A stable and non-adversarial tax regime with focus on change, growth, job creation and skill development seems to be the backbone of the new Government’s first full-fledged Budget.

The Budget has laid a roadmap for the future without many changes to the current regime, including the commitment to introduce Goods and Service Tax from 2016, doing away with the erstwhile DTC and finally abolishing wealth tax. Investor confidence is likely to be boosted, with clarity coming in on indirect transfer taxation, deferment of GAAR, law relating to permanent establishment for fund managers in India, non-applicability of MAT to FIIs, reduction in withholding tax rates on royalty/technical service fee payments and pass-through tax-exempt status for investment trusts.

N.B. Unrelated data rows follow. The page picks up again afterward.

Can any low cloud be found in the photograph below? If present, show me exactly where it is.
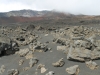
[0,0,100,15]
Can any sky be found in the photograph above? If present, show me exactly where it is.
[0,0,100,15]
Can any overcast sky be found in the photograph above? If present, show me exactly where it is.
[0,0,100,15]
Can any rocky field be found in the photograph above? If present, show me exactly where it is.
[0,23,100,75]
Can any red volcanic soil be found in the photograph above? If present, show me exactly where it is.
[0,17,43,24]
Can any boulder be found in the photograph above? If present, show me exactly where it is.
[52,58,65,67]
[16,48,29,57]
[29,58,38,67]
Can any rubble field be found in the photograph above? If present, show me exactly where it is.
[0,25,100,75]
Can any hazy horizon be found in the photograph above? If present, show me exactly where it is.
[0,0,100,15]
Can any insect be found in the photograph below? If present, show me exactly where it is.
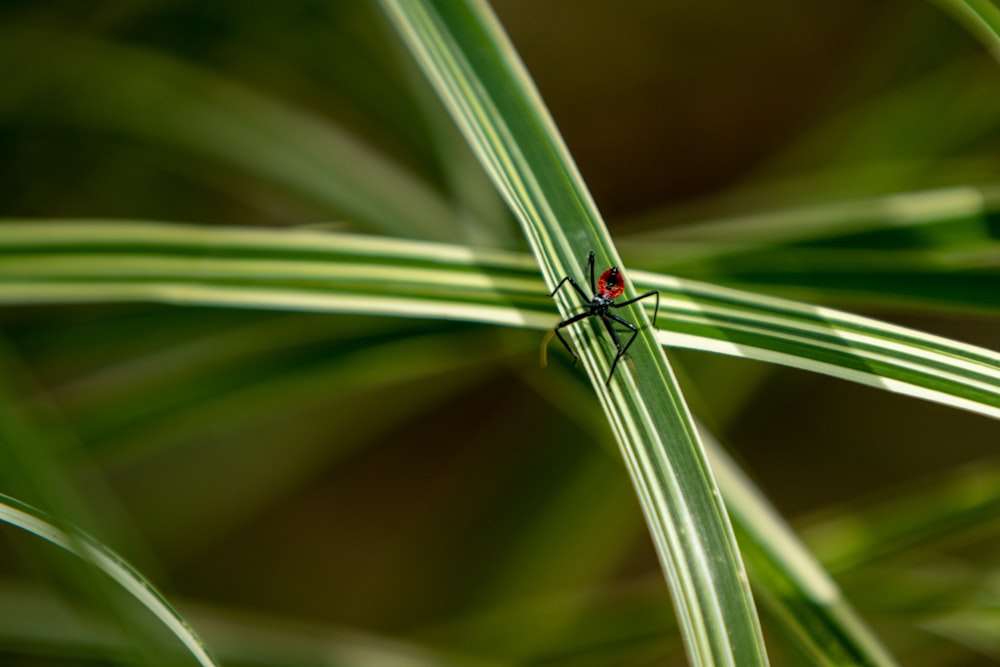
[542,250,660,385]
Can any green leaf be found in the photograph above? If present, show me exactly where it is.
[383,0,767,665]
[0,494,216,667]
[0,221,1000,418]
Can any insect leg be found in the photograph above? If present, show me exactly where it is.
[603,313,639,385]
[611,290,660,327]
[545,310,593,366]
[587,250,597,294]
[549,276,590,303]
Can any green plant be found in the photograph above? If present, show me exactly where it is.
[0,0,1000,665]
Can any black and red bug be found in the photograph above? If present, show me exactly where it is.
[546,250,660,385]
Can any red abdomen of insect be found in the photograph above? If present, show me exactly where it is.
[597,266,625,299]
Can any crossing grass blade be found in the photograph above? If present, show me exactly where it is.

Corporates need to gear up for removal of exemptions with a phased reduction in tax rate to 25 per cent in the next four years albeit with an immediate 2 per cent increase in surcharge bringing the corporate tax and DDT rate to 34.61 per cent and 17.3 per cent, respectively. Change in rules around tax residency is noteworthy.

Basic slab rates for individuals remain unchanged, albeit a 2 per cent increase in surcharge has been levied on the super-rich. The option of choosing either the National Pension Scheme or PF is a welcome move.

Service tax rate has increased to 14 per cent, however, reduction in basic custom duty rates on parts and components for specified sectors will aid the ‘Make in India’ initiative.